Has he been robbing the trunks of dead cabin passengers? (57.119)
This seems like a pretty specific thing for Delano to focus on, but he's used to keeping a crew in check. Is it possible this was a problem on his own ship?
Above all, he began to feel a ghostly dread of Don Benito. (58.122)
There's just something about Benito Cereno. Freud might say he inspires a sense of the uncanny.
Or, in his haunted mood at the moment, had some random, unintentional motion of the man, while busy with the stay as if repairing it, been mistaken for a significant beckoning? (65.161)
Okay, okay. "Haunted" in this sentence doesn't have to do with the ghost variety, but it definitely evokes a ghostly sense. Even the slightest movement has meaning for Captain Delano.
Seeing him relapsing into his forbidding doom, and still remaining seated, Captain Delano […] withdrew, on pretense of seeing whether, as he had prophesied, any signs of a breeze were visible. (77.234)
Benito Cereno has the creepy tendency of just suddenly retreating inward. Chalk it up to his sickness, his nervousness, or something else going on…we just know it's spooky.
[…] as the bleached hull swung round towards the open ocean, death for the figurehead, in a human skeleton, chalky comment on the chalked words below, FOLLOW YOUR LEADER. (88.320)
The worst part of this revealing of Aranda's skeleton is its suddenness. Seems like an awfully strange coincidence that it would happen at the exact moment Cereno escapes…
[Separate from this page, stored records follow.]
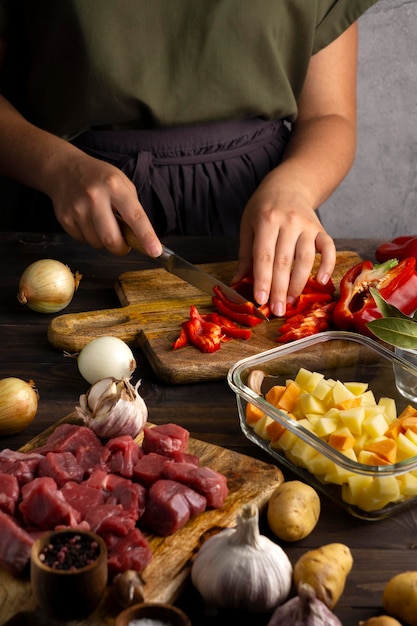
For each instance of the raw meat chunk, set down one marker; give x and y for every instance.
(124, 454)
(81, 497)
(61, 466)
(44, 506)
(132, 496)
(167, 439)
(9, 493)
(170, 505)
(92, 459)
(150, 468)
(129, 552)
(22, 465)
(109, 518)
(15, 545)
(209, 483)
"Tis he, Aranda! My murdered, unburied friend!" (88.321)
Seeing the skeleton of your best buddy has to do some major psychological damage. Did Cereno know he was there the whole time?
It was nearly night, but the moon was rising.
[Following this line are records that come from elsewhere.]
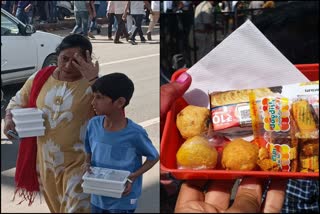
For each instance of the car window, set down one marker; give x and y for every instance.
(8, 27)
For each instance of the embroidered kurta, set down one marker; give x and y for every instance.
(60, 152)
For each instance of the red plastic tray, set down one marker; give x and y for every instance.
(171, 142)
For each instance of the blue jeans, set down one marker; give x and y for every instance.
(26, 18)
(53, 10)
(93, 22)
(82, 18)
(95, 209)
(121, 28)
(138, 20)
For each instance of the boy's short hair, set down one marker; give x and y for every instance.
(114, 85)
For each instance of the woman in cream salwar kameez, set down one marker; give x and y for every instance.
(65, 99)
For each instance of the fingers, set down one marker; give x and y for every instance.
(275, 196)
(191, 191)
(218, 193)
(248, 197)
(88, 56)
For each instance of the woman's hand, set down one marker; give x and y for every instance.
(88, 69)
(9, 125)
(128, 188)
(216, 197)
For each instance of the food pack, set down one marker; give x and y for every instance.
(283, 121)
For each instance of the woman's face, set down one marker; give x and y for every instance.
(65, 61)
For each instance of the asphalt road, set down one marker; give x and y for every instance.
(141, 63)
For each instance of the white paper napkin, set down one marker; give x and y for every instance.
(245, 59)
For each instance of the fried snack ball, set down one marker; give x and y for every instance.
(192, 121)
(240, 155)
(197, 153)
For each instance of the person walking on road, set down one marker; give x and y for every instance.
(23, 11)
(137, 12)
(94, 5)
(116, 142)
(63, 93)
(110, 18)
(154, 17)
(82, 12)
(119, 8)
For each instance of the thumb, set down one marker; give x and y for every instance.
(172, 91)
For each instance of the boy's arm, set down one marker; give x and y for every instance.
(87, 163)
(148, 6)
(148, 164)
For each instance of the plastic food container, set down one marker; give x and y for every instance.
(30, 132)
(27, 124)
(104, 178)
(100, 191)
(25, 114)
(171, 142)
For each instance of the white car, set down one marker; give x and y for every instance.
(24, 50)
There's nothing like a full moon to illuminate a battlefield (on the ocean). There's a weird kind of comparison being made about the serene natural world and the violence of humanity.
With creaking masts, she came heavily round to the wind, the prow slowly swinging into view of the boats, its skeleton gleaming in the horizontal moonlight […] (90.331)
Melville seems to be revving up for a theatrical performance. The skeleton has the spotlight, so it should take its bow!